Jakub Lis

Personal information
- Date of birth: 14 January 2002 (age 24)
- Place of birth: Poznań, Poland
- Height: 1.78 m (5 ft 10 in)
- Position: Defender

Team information
- Current team: Chrobry Głogów
- Number: 28

Youth career
- 0000–2015: Biały Orzeł Koźmin Wielkopolski
- 2015–2016: Lech Poznań
- 2017–2019: Pogoń Szczecin

Senior career*
- Years: Team / Apps / (Gls)
- 2019–2026: Pogoń Szczecin II / 61 / (4)
- 2022–2024: → Motor Lublin (loan) / 43 / (3)
- 2024–2026: Pogoń Szczecin / 17 / (0)
- 2026–: Chrobry Głogów / 10 / (1)

= Jakub Lis =

Polish footballer

Jakub Lis (born 14 January 2002) is a Polish professional footballer who plays as a defender for I liga club Chrobry Głogów.

== Career ==
=== Youth career ===
Lis started his youth career in Biały Orzeł Koźmin Wielkopolski. During the 2015–16 season, he joined Lech Poznań's youth system. In 2017, he made the move to Pogoń Szczecin's academy, where he spent the rest of his youth career.

=== Pogoń Szczecin ===
Lis made his debut for Pogoń's reserve team on 1 August 2020, during a 1–5 away victory over Nielba Wągrowiec. He scored his first goal for the team in the 77th minute of a 0–2 away victory with KP Chemik Police on 31 October.
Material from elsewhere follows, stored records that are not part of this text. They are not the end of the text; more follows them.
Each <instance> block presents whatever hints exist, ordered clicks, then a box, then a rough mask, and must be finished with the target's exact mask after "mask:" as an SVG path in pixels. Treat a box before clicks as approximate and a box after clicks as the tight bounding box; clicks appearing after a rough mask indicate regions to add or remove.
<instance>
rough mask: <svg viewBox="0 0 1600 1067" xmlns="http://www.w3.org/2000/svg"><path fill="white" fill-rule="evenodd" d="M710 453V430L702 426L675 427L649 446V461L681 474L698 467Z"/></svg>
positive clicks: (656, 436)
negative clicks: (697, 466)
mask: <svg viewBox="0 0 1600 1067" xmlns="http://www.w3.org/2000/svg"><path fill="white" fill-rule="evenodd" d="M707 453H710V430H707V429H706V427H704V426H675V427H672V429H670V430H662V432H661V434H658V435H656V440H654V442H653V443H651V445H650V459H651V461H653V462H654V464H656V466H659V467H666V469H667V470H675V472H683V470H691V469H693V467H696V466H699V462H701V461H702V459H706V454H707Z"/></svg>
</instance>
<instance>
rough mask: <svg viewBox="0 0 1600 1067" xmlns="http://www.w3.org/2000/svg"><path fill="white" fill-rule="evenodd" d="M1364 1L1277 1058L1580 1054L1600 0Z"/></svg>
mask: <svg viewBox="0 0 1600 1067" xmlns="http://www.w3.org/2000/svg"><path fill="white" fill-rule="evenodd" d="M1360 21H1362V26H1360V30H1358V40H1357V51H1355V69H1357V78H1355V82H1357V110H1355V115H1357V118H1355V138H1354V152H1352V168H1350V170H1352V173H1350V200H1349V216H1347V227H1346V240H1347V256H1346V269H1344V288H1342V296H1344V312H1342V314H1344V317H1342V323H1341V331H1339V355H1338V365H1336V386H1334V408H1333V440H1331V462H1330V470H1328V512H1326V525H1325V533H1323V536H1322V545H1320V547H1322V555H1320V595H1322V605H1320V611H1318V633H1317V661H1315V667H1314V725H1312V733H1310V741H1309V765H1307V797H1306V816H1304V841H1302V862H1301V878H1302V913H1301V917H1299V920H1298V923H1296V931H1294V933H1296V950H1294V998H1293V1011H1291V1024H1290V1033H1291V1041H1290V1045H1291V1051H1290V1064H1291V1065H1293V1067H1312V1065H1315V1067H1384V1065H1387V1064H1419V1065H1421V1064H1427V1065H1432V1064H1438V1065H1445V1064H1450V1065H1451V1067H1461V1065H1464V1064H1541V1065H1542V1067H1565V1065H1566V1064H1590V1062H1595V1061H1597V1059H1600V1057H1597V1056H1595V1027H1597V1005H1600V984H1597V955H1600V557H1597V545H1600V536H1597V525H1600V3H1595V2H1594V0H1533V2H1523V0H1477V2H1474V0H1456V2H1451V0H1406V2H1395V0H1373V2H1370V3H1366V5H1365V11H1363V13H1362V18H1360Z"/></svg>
On 20 October 2021, he made his debut in UEFA Youth League in a 4–0 away loss to Deportivo de La Coruña's youth team. Overall, before his loan to II liga club Motor Lublin, he made 49 appearances for Pogoń II and scored three goals.

==== Loan to Motor Lublin ====
On 28 July 2022, he joined II liga club Motor Lublin on a year-long loan. In his new team, he played as a defender, defensive and offensive midfielder and as a winger. He was assigned with squad number 73. He made his debut there in a 2–0 away loss to Górnik Polkowice on 30 July 2022, during which he came off the bench in the 61st minute, replacing Leszek Jagodziński. He scored his first goal for Motor on 24 February 2022, in the 79th minute of a 3–1 home rematch against Górnik. During the 2022–23 season, Lis played in 22 matches, scoring three goals.

His loan was extended in July 2023 for a further year. He made his I liga debut during a 3–2 home victory over Zagłębie Sosnowiec on 21 July. Lis made his first I liga start in the following month, on 6 August, in a 1–1 draw against GKS Katowice. Throughout that season, he made 25 appearances without scoring a goal.

==== First-team breakthrough ====
On 4 June 2024, he returned from the loan and was given squad number 17. His contract with Pogoń was prolonged by two years with an option for a further twelve months. On 10 August 2024, Lis made his Ekstraklasa debut in a 1–0 home victory over Stal Mielec, coming off the bench in the 83rd minute to replace Linus Wahlqvist. The following day, he played a full-time match with Wda Świecie for Pogoń's reserve team.

In total, he made 17 appearances for Pogoń's senior team, all in the Ekstraklasa.

=== Chrobry Głogów ===
On 18 February 2026, Lis joined second-tier club Chrobry Głogów on a deal until June 2028.